Kinetic studies on H+-catalyzed aquation and hydrogen peroxide oxidation of tris-asparaginatochromium(III)

Abstract

Tris-asparaginatochromium(III), [Cr(Asn)3]0 (where Asn forms a 5-membered chelate ring via amine nitrogen and α-carboxylate oxygen atoms) and its mono- and diaqua-derivatives were obtained, and their acid-catalyzed aquation was studied. The first reaction for [Cr(Asn)3]0 and [Cr(Asn)2(H2O)2]+ is the chelate ring opening at the Cr-NH2 bond, leading to metastable intermediates. Kinetics of these processes were studied spectrophotometrically in 0.1–1.0 M HClO4 at 303 and 333 K, respectively.
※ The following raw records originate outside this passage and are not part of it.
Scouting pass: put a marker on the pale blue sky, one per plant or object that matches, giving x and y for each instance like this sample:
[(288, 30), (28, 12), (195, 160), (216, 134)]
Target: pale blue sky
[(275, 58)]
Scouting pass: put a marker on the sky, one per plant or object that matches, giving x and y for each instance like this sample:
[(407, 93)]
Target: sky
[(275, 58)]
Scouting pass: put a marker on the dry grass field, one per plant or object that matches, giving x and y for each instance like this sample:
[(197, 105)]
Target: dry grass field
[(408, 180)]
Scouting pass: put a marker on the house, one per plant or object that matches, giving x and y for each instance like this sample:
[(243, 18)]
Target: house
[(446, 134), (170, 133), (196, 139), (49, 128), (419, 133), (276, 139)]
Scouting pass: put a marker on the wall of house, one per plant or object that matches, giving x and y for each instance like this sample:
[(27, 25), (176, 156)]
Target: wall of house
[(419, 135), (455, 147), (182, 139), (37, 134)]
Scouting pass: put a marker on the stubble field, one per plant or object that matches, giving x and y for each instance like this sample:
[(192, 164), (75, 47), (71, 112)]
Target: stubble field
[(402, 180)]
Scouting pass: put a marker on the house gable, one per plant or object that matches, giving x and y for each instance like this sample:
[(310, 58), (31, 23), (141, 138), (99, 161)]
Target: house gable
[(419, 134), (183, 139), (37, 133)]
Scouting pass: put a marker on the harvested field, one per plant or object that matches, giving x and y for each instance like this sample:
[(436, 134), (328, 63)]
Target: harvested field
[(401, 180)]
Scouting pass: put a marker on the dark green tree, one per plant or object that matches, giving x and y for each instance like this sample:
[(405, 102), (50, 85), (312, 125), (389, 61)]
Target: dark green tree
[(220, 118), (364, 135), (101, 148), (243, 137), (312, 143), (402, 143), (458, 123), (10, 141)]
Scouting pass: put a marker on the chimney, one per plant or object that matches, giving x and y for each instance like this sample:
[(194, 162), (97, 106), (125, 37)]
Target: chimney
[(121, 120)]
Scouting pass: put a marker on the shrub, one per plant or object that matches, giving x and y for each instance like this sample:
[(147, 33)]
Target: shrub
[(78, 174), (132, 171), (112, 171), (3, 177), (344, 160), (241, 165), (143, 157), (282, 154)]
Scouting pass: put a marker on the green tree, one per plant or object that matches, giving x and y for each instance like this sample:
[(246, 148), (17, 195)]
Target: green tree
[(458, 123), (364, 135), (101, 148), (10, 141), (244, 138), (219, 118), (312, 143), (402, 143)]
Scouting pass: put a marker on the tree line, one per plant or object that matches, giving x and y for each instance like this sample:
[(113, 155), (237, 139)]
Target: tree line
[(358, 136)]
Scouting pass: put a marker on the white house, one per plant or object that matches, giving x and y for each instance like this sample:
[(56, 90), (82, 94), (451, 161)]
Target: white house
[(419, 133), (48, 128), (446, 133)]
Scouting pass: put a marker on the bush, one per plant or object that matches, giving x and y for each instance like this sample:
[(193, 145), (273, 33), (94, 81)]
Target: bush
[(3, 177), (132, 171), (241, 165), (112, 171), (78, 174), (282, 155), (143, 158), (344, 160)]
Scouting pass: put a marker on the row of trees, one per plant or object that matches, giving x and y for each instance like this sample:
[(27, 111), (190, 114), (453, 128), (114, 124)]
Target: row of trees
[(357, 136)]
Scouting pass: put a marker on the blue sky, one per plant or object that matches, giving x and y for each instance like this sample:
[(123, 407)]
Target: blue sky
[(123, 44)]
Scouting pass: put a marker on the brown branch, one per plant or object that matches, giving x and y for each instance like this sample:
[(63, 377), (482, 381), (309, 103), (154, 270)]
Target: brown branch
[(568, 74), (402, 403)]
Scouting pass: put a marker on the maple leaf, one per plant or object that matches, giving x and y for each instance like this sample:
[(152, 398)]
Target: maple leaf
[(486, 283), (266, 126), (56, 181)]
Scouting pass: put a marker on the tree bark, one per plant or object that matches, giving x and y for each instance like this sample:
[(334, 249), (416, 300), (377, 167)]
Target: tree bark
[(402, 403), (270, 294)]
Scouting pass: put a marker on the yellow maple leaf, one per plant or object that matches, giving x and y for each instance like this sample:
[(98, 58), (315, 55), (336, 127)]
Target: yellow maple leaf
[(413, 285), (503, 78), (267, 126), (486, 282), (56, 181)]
A linear dependence of kobs on [H+], kobs = a + b[H+] was determined for both the complexes. Additionally, oxidation of chromium(III) to chromate(VI) by hydrogen peroxide was studied. The process proceeds through a chromium(V) intermediate, which is next transformed, in faster parallel steps into CrO42− and [Cr(O2)2]3− anions. The latter species, a chromium(V)-peroxo complex, is metastable under a large excess of H2O2. Kinetics of oxidation of [Cr(Asn)3]0 were studied at 298 K, at constant [OH−], within 0.2–1.0 M H2O2 range. A linear dependence of kobs on H2O2 was established. A mechanism is proposed, where the rate-determining step is an inner sphere 2-electron transfer within a precursor chromium(III) complex with coordinated O2H− anion of the [Cr(Asn)2(OH)(HO2)]− formula. EPR results provided clear evidence for formation of a relatively stable tetrakis(η2-peroxo)chromate(V) complex, [Cr(O2)4]3−.